Build your own tiny Lego LHC

A PhD student working on the ATLAS experiment has created a replica of the Large Hadron Collider using Lego building blocks. Nathan Readioff, from the University of Liverpool (see here), submitted his design to Lego Ideas (see here) this week and is now awaiting the 10,000 votes needed for it to qualify for the Lego Review, which decides if projects become new Lego products. You can help this project, vote online now!


A computer simulation of the miniature Lego LHC, complete with four detectors connected with blue dipole magnets.

His Lego design is a stylised model of the LHC, showcasing the four main detectors ALICE, ATLAS, CMS and LHCb at the micro scale. Each detector is small enough to fit in the palm of your hand, yet the details of the internal systems are intricate, revealed by cutaway walls. Every major detector component is represented by a Lego piece. The models are not strictly to scale with one another, but the same size base is used for each one to maximise the detail that can be included and give a more uniform look to the set.

“I wanted to provide people of all ages with an entertaining building experience that would allow them to learn about the LHC and its incredible detectors,” says Readioff. “Hopefully, this Lego replica can serve as an introduction, inspiring people to find out more about particle physics and how the amazing work done at CERN is leading us to unravel the workings of the universe.”

While working on a sample prototype of the Lego LHC, Readioff says he learned a surprising amount about CERN and the various detectors himself. “I understood ATLAS because that’s the experiment I work on, but I knew almost nothing about the other detectors,” he says.

Readioff researched the other detectors, and learned how they share the same basic features – silicon detectors, calorimeters, muon chambers – and yet use vastly different technologies and designs to achieve their goals.
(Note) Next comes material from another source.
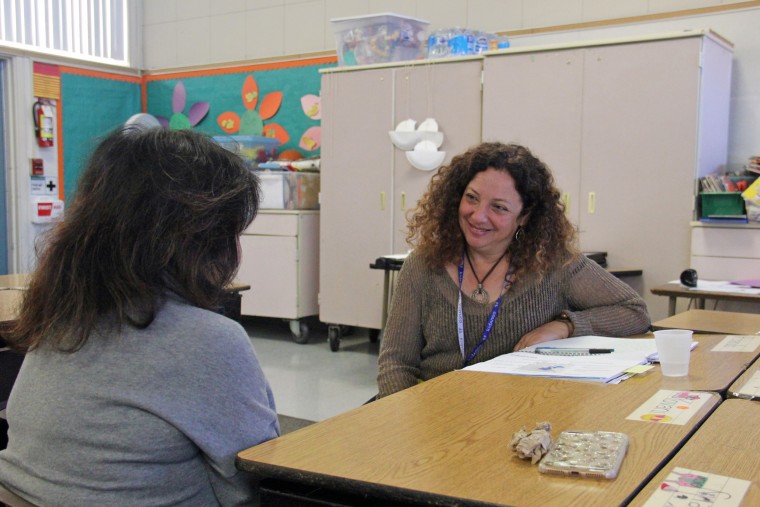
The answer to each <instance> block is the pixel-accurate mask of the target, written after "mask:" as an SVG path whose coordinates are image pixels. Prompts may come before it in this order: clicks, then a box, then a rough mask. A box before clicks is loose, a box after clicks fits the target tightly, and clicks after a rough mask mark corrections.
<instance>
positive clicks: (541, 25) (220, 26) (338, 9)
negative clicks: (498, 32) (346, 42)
mask: <svg viewBox="0 0 760 507" xmlns="http://www.w3.org/2000/svg"><path fill="white" fill-rule="evenodd" d="M737 3H738V4H740V3H747V2H746V1H745V2H741V1H735V0H734V1H731V0H725V1H720V0H143V28H144V35H143V37H144V38H143V42H144V50H143V53H144V59H143V65H144V66H143V68H144V69H145V70H162V69H168V68H177V67H185V66H195V65H208V64H222V63H230V62H240V61H246V60H251V59H261V58H270V57H275V58H277V57H290V56H293V55H299V54H304V53H315V52H322V51H334V50H335V40H334V37H333V31H332V28H331V26H330V19H332V18H339V17H346V16H359V15H365V14H376V13H381V12H395V13H398V14H404V15H408V16H415V17H418V18H422V19H425V20H428V21H430V23H431V25H430V26H431V28H433V29H434V28H442V27H447V26H466V27H470V28H478V29H481V30H487V31H510V30H517V29H527V28H537V27H546V26H556V25H563V24H569V23H580V22H587V21H599V20H604V19H612V18H621V17H629V16H641V15H647V14H656V13H662V12H671V11H677V10H683V9H694V8H701V7H712V6H718V5H721V4H737ZM755 3H756V2H755Z"/></svg>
Besides the detectors, he says, he also learned how to assemble a robust Lego model and to question the designs recommended by a computer simulation.

“The first draft model of the ALICE detector was designed on a computer; it took me two hours to get the bricks to hold together and it would shatter at the slightest touch,” says Readioff. His final design replica is made to be robust, with parts that hold together well, helping the Lego builder to construct each detector within minutes. If you want to build your own miniature LHC now, you can do so using the complete instruction manuals and part lists already available on the “Build your own particle detector” website.